Lawyers for religious colleges and the Obama administration accused each other of making unreasonable demands on Wednesday as the U.S. Supreme Court heard a challenge to federal rules aimed at ensuring access to contraception coverage.
The court, for its part, seemed divided on the question of which side needs to bend — the faith-based organizations that morally object to even tangential involvement with insurance coverage for contraception, or government officials who have refused to grant such groups the same sorts of exemptions given to other types of employers.
Many of the justices’ remarks focused on a knotty legal question — when the federal government should grant exemptions to the law for religious reasons. The court also grappled with the logistical challenges that would arise from trying to accommodate faith-based organizations’ objections to contraception while ensuring that it remains readily available.
Paul D. Clement, a lawyer representing several of the colleges and other religious organizations before the court, said his clients “face a dilemma” that should be seen as prohibited under the Religious Freedom Restoration Act, a 1993 federal law intended to deter the government from burdening people’s exercise of religion.
“They can adhere to their religious beliefs and pay millions of dollars in penalties,” Mr.
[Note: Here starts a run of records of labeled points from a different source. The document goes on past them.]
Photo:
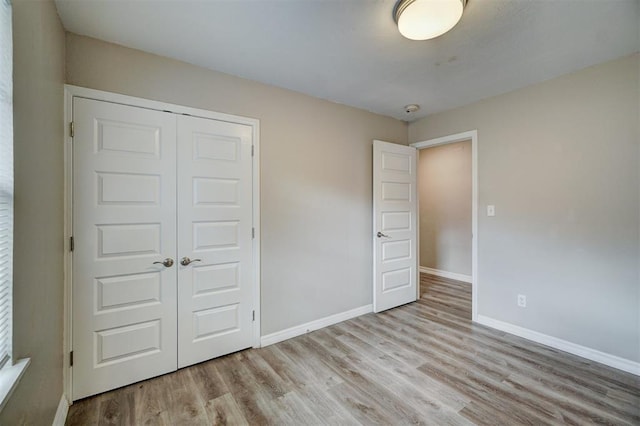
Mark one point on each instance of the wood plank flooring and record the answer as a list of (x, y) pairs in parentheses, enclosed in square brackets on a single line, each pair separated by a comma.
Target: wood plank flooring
[(422, 363)]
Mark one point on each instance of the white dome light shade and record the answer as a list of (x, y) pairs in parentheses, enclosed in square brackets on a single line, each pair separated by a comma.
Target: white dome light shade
[(426, 19)]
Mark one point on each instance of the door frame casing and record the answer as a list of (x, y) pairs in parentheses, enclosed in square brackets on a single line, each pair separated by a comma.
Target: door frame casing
[(444, 140), (70, 92)]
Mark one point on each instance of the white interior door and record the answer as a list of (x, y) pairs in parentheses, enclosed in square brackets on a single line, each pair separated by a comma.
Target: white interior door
[(124, 223), (395, 236), (215, 236)]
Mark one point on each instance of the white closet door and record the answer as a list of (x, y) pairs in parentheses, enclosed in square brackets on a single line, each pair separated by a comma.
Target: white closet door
[(124, 220), (215, 233)]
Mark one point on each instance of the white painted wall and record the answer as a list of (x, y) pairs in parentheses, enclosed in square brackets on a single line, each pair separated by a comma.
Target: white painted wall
[(560, 160), (38, 78), (444, 188)]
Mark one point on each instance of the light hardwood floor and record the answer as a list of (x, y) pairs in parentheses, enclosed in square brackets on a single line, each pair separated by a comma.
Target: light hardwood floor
[(422, 363)]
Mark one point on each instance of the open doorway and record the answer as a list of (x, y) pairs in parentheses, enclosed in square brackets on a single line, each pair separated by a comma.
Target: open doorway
[(447, 199)]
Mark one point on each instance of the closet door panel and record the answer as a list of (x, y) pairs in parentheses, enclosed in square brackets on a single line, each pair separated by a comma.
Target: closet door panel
[(124, 220), (215, 233)]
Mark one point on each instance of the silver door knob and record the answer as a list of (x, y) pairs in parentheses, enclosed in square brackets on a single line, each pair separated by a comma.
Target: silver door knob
[(186, 261), (168, 262)]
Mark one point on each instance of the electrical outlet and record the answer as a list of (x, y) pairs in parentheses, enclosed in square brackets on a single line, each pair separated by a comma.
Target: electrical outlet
[(522, 300)]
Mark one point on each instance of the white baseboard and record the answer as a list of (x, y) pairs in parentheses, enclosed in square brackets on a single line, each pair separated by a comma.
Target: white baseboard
[(582, 351), (298, 330), (61, 412), (445, 274)]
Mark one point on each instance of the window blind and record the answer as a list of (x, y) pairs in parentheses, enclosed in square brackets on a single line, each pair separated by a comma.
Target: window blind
[(6, 180)]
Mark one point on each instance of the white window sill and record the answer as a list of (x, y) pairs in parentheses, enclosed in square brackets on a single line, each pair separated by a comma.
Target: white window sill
[(9, 378)]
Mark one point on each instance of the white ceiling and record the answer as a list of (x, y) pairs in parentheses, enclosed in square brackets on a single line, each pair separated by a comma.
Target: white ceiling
[(349, 51)]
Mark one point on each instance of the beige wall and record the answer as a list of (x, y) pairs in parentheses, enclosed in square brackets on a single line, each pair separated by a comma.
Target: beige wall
[(315, 173), (560, 162), (445, 190), (38, 244)]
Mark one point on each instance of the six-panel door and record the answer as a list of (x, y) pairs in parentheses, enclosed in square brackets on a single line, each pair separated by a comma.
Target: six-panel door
[(124, 220), (151, 188), (394, 225), (214, 233)]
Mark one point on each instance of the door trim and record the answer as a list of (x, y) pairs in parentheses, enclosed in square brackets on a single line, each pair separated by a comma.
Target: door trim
[(71, 92), (459, 137)]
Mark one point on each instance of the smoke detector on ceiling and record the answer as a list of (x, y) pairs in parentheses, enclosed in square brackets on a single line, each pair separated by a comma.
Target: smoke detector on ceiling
[(411, 108)]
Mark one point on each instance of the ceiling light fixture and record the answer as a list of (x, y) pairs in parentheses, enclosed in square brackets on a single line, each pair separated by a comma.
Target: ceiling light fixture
[(426, 19)]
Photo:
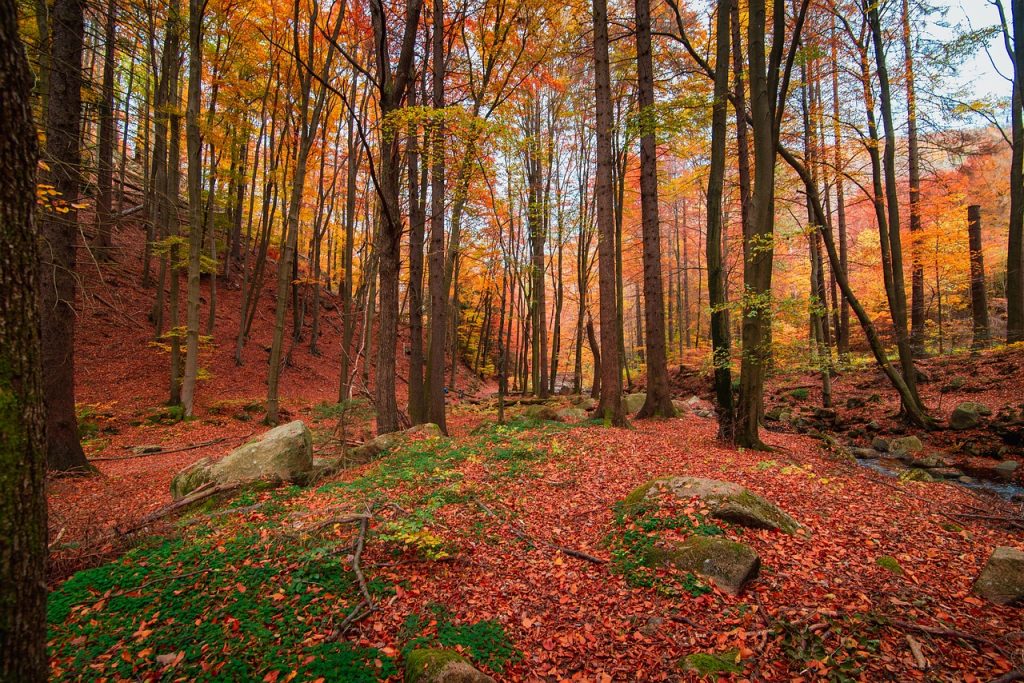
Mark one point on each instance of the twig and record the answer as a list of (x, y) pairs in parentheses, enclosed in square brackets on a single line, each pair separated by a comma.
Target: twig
[(522, 535), (919, 656), (204, 492)]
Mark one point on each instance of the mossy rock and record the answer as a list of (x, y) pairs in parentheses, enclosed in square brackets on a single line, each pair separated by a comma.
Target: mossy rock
[(728, 502), (1001, 580), (729, 564), (708, 664), (916, 474), (909, 444), (632, 402), (542, 412), (283, 454), (439, 666)]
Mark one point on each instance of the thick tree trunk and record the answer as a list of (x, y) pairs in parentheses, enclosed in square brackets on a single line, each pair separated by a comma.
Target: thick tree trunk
[(1015, 243), (23, 415), (658, 401), (434, 382), (104, 170), (913, 163), (610, 407), (194, 145), (58, 230), (979, 299)]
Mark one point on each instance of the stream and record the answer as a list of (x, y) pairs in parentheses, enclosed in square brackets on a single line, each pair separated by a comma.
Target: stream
[(892, 467)]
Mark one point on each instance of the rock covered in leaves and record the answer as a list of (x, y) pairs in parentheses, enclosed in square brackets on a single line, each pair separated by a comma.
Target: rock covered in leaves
[(968, 415), (730, 565), (634, 401), (439, 666), (375, 447), (1001, 581), (727, 501), (283, 454)]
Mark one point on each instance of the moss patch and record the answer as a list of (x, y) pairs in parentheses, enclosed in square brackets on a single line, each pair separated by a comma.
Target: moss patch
[(706, 664)]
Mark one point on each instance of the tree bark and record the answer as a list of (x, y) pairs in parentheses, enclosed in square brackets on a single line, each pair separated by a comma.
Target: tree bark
[(58, 230), (979, 299), (658, 401), (610, 406), (23, 415), (721, 342)]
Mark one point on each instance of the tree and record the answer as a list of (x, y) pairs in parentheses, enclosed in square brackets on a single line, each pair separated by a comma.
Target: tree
[(721, 351), (391, 81), (658, 400), (23, 418), (610, 404), (58, 229)]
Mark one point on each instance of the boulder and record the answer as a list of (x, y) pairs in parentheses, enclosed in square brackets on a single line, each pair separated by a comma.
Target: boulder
[(437, 666), (968, 415), (1001, 580), (541, 412), (1007, 469), (908, 444), (283, 454), (728, 502), (729, 564), (634, 401), (571, 415)]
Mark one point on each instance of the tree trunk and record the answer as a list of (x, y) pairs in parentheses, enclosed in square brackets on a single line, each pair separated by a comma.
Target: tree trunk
[(434, 383), (23, 414), (58, 231), (658, 401), (913, 163), (979, 300), (610, 406), (104, 170), (721, 342)]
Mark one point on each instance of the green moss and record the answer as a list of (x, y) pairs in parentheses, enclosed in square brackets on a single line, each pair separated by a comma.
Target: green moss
[(887, 562), (706, 664), (424, 664)]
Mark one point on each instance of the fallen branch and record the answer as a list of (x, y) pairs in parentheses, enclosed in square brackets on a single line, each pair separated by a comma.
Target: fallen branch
[(183, 449), (523, 536), (366, 605)]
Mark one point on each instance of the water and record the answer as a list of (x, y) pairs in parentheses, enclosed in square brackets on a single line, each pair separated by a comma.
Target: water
[(891, 467)]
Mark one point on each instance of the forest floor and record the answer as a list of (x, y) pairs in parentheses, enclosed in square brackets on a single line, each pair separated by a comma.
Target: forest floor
[(508, 543)]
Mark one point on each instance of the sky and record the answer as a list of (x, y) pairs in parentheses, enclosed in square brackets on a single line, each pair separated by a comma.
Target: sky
[(984, 69)]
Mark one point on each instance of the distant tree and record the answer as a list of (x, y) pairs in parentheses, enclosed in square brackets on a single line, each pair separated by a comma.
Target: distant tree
[(23, 419)]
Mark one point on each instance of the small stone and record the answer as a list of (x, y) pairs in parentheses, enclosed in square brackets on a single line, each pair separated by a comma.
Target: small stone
[(968, 415), (1001, 580)]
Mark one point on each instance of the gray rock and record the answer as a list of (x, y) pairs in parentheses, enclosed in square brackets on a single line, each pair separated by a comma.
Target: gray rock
[(283, 454), (728, 564), (1001, 580), (377, 446), (437, 666), (906, 444), (728, 502), (571, 415), (968, 415), (1007, 468), (929, 462), (634, 401)]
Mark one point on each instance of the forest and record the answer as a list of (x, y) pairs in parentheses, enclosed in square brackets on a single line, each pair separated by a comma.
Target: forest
[(453, 341)]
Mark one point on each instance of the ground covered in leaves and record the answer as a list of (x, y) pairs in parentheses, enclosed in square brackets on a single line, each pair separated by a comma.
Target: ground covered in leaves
[(510, 545)]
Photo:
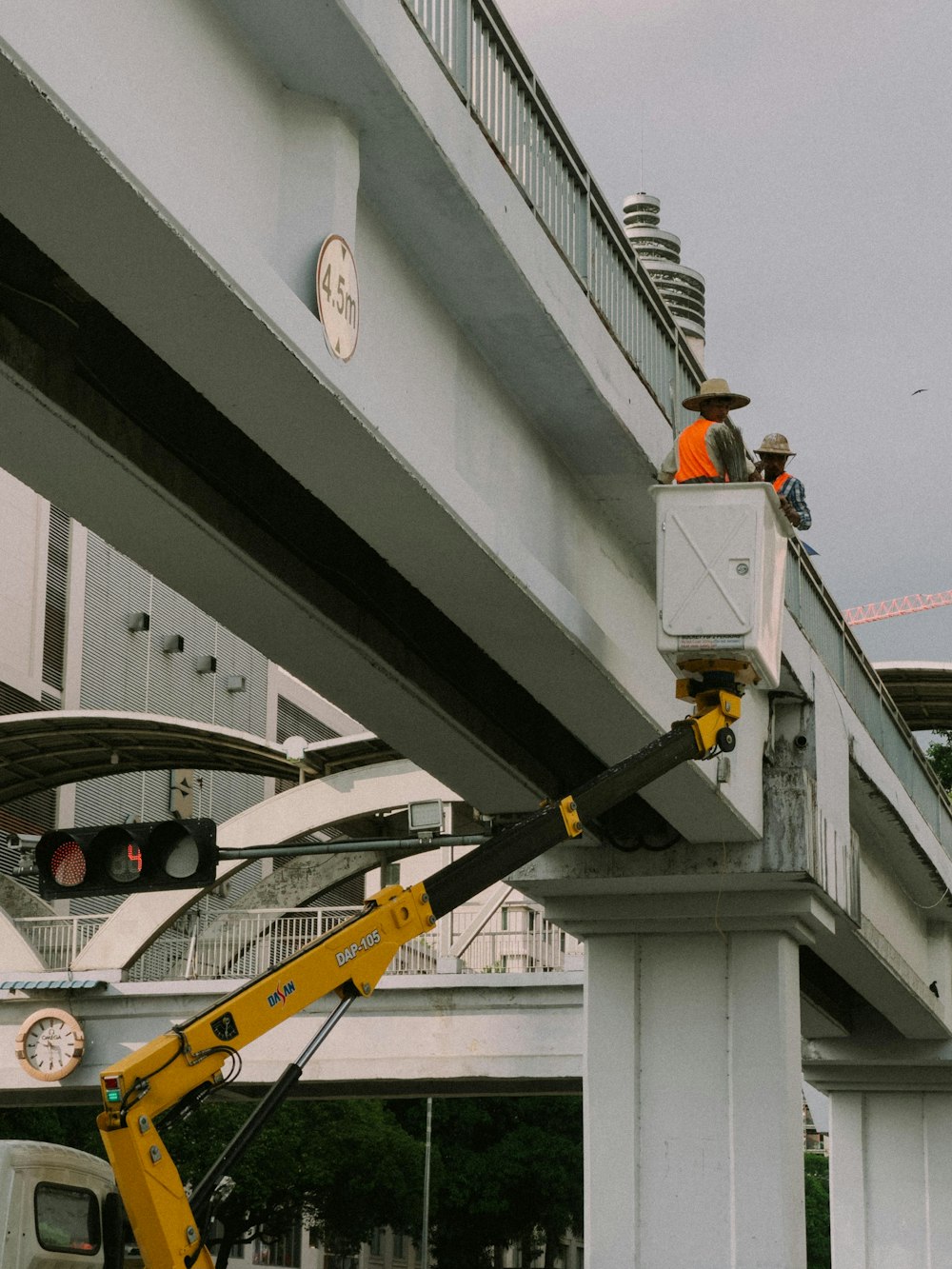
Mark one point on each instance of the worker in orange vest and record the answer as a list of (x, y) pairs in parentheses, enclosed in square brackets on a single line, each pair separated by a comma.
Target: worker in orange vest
[(772, 461), (711, 449)]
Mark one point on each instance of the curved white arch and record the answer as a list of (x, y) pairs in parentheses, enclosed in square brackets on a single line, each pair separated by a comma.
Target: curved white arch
[(305, 808)]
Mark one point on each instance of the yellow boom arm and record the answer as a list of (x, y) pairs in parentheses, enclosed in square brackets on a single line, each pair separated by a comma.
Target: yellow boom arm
[(189, 1060)]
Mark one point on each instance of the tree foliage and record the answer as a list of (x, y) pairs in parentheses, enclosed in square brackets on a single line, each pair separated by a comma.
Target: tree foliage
[(343, 1166), (506, 1170), (817, 1188), (940, 754)]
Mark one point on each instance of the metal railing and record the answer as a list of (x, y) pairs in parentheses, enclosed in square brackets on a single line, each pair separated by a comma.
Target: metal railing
[(243, 944), (491, 75), (59, 940), (499, 88), (824, 625)]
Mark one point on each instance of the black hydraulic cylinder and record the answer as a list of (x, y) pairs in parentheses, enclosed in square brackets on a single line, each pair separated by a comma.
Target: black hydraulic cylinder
[(520, 843)]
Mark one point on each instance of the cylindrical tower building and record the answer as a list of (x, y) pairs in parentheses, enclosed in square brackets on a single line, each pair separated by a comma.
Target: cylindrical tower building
[(682, 289)]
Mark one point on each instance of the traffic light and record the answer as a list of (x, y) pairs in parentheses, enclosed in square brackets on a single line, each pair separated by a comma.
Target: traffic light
[(128, 858)]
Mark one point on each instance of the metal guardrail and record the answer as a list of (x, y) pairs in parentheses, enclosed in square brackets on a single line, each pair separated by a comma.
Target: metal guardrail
[(494, 79), (491, 75), (243, 944), (59, 940), (824, 625)]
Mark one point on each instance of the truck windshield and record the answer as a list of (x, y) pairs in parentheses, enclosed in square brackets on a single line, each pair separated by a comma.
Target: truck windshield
[(68, 1219)]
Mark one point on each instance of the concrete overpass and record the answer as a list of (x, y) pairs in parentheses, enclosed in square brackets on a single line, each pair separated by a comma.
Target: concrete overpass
[(449, 534)]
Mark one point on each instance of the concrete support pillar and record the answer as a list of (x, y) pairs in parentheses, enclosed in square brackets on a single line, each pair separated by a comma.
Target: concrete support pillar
[(320, 175), (891, 1180), (693, 1101)]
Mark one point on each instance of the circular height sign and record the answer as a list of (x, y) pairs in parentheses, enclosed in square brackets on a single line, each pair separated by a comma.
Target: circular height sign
[(338, 300)]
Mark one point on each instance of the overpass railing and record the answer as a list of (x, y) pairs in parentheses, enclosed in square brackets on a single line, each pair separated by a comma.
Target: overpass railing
[(493, 76), (824, 625), (242, 944)]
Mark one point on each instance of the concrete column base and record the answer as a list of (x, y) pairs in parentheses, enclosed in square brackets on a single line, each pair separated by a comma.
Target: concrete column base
[(891, 1180), (692, 1082)]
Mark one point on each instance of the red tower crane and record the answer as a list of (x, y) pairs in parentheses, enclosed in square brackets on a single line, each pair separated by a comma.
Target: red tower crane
[(897, 606)]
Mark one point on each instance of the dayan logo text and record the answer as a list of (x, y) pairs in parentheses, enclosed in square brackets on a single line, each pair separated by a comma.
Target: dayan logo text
[(281, 995)]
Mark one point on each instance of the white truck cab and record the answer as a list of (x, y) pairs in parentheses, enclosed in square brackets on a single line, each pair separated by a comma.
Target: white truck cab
[(60, 1208)]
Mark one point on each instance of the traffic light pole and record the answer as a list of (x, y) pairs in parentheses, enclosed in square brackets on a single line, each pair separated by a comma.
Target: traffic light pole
[(181, 1067)]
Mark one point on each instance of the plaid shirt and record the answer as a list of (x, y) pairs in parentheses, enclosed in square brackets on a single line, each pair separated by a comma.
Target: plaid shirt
[(794, 491)]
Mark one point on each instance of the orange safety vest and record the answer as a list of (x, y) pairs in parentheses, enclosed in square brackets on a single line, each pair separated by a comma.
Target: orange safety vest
[(693, 460)]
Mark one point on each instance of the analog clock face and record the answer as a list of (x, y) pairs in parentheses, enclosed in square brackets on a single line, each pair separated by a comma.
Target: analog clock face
[(50, 1044)]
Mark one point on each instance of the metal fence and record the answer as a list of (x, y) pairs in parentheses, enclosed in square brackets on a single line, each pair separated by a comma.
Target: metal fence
[(243, 944), (824, 625), (494, 79), (59, 940), (489, 71)]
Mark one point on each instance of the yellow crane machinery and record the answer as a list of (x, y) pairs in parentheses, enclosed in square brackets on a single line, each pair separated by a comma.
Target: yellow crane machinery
[(173, 1074)]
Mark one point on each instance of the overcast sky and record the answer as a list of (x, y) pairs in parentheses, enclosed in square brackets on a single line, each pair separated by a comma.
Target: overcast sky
[(803, 153)]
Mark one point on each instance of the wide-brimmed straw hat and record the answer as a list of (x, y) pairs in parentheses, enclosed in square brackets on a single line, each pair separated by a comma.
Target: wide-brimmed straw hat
[(775, 443), (719, 389)]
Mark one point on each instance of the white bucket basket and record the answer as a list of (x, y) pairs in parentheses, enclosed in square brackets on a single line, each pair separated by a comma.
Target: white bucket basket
[(722, 553)]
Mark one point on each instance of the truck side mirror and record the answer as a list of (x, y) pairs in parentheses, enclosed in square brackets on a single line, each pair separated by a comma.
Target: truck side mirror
[(113, 1229)]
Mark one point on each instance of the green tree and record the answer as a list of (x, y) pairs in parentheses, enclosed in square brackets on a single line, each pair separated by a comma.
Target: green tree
[(940, 754), (817, 1188), (343, 1166), (506, 1170)]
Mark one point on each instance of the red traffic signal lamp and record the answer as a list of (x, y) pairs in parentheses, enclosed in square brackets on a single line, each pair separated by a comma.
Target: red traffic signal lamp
[(128, 858)]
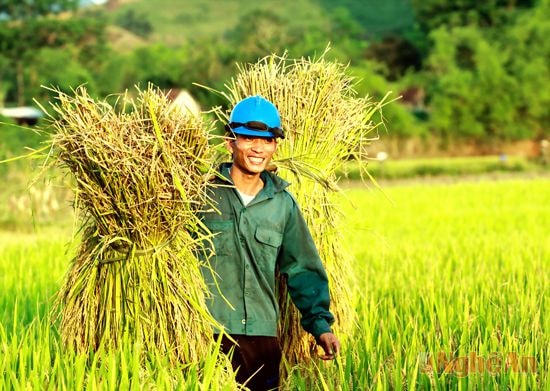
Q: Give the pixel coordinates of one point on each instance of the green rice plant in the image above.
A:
(459, 269)
(325, 124)
(140, 167)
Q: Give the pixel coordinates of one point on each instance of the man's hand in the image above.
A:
(330, 345)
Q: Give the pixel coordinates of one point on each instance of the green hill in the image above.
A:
(174, 21)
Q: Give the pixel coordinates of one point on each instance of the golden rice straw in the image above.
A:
(140, 169)
(325, 124)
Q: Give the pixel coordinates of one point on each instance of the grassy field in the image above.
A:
(451, 284)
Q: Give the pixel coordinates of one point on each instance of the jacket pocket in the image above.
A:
(268, 236)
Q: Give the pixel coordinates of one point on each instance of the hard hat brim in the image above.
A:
(242, 131)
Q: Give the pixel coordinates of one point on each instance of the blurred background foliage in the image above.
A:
(465, 70)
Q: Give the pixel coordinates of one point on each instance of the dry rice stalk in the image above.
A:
(325, 123)
(140, 170)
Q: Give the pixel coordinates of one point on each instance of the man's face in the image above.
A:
(251, 155)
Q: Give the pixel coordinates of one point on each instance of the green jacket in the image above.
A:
(250, 244)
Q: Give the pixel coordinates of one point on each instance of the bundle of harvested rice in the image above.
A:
(325, 124)
(140, 169)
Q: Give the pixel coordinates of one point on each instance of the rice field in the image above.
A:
(450, 282)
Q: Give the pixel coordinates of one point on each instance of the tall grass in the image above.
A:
(456, 269)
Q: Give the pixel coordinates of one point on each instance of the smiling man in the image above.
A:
(259, 230)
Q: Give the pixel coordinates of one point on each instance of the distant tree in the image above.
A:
(136, 22)
(29, 26)
(30, 9)
(432, 14)
(258, 34)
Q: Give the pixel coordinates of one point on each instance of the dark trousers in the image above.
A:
(256, 360)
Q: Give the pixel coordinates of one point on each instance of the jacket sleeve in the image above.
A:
(307, 280)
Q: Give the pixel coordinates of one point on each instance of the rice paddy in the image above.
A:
(450, 286)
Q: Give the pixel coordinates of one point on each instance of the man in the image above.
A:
(259, 229)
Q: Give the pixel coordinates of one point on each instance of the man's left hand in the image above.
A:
(330, 345)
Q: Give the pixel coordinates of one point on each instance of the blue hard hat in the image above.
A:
(255, 116)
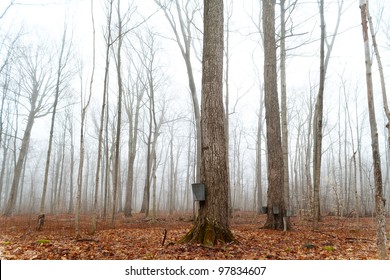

Clement said, “or they can take steps that they believe to be religiously and morally objectionable, and that the government deems necessary, for them to provide contraception coverage through their health-care plans.”
The U.S. solicitor general, Donald B. Verrilli Jr., argued, however, that the federal government had made “a serious, thoughtful effort to respect” the religious beliefs of the organizations challenging its policy before the court. He accused the other side of demanding that the rights of employees who want contraceptive access be extinguished until Congress passes a new health law that provides it through “a separate, one-off, jerry-rigged” channel.
Prospects for Change
Argued before the court were seven separate cases, combined as Zubik v. Burwell, No. 14-1418, involving challenges to the federal government’s carrying out of the Affordable Care Act. Among the nonprofit organizations that brought the lawsuits were seven religious colleges.
Eight U.S. appellate courts have heard such challenges to the law, and seven of them have ruled in favor of the federal government.
In the wake of Justice Antonin Scalia’s death last month, the Supreme Court is evenly divided between liberals and conservatives. If its 4-to-4 ideological split translates into a tie in the Zubik cases — an outcome that appears quite possible based on remarks the justices made on Wednesday — the appellate-court decisions under review would remain intact.
The religious organizations that object to offering such coverage are not required to provide it through their own insurance plans, but they must declare their intent to opt out to their insurer, a third-party administrator, or the Department of Health and Human Services. The government then works directly with the religious organization’s insurance provider or plan administrator to offer the contraception coverage, which the organization does not subsidize in any way.
The religious organizations that have challenged the federal law object on moral grounds to the opt-out notification requirement, arguing that it still requires them to violate their religious beliefs. They have called for the federal government to establish some other mechanism for providing contraception that does not involve them in any way.
During oral arguments on Wednesday, the court’s conservative wing focused heavily on the question of whether the government should completely exempt faith-based groups, as it does with churches themselves.
When Solicitor General Verrilli said it would take a change in the law to create a new mechanism for providing such organizations’ employees with coverage, Chief Justice John G. Roberts Jr. replied, “Well, the way constitutional objections work is, you might have to change current law.” Justice Roberts agreed with the assertion by lawyers for the religious organizations that the current law and regulations, in effect, “hijack” their insurance plans.
Saving Souls
The two lawyers for the religious organizations were challenged by the court’s liberal wing over their argument that their faith-based objections should trump the government’s interest in providing access to preventive health care.
Speaking to Mr. Clement, Justice Elena Kagan argued that his theory of the case hinges on a religious objection as “the end-all and the be-all.”
Justice Sonia Sotomayor asked how the government would be able to continue to function if it accommodated every claim that one of its requirements burdened religious beliefs. “Every believer that’s ever come before us, including the people in the military,” has said “my soul will be damned in some way,” she said.
Justice Stephen G. Breyer cited several examples of categories of people who do not get accommodations when their religious beliefs are offended by government action, such as Quakers who object to the use of their tax money to finance wars, or people who object to laws that protect blasphemy as free speech.
On the other side of the court’s ideological divide, Justice Anthony M. Kennedy said the federal government had not offered a good rationale for why it denies religious organizations the same exemption it gives churches themselves.
Justice Kagan argued, however, that if the court forced the federal government to offer all religious people the same exemptions granted to churches, Congress would decide “not to give an exemption at all.”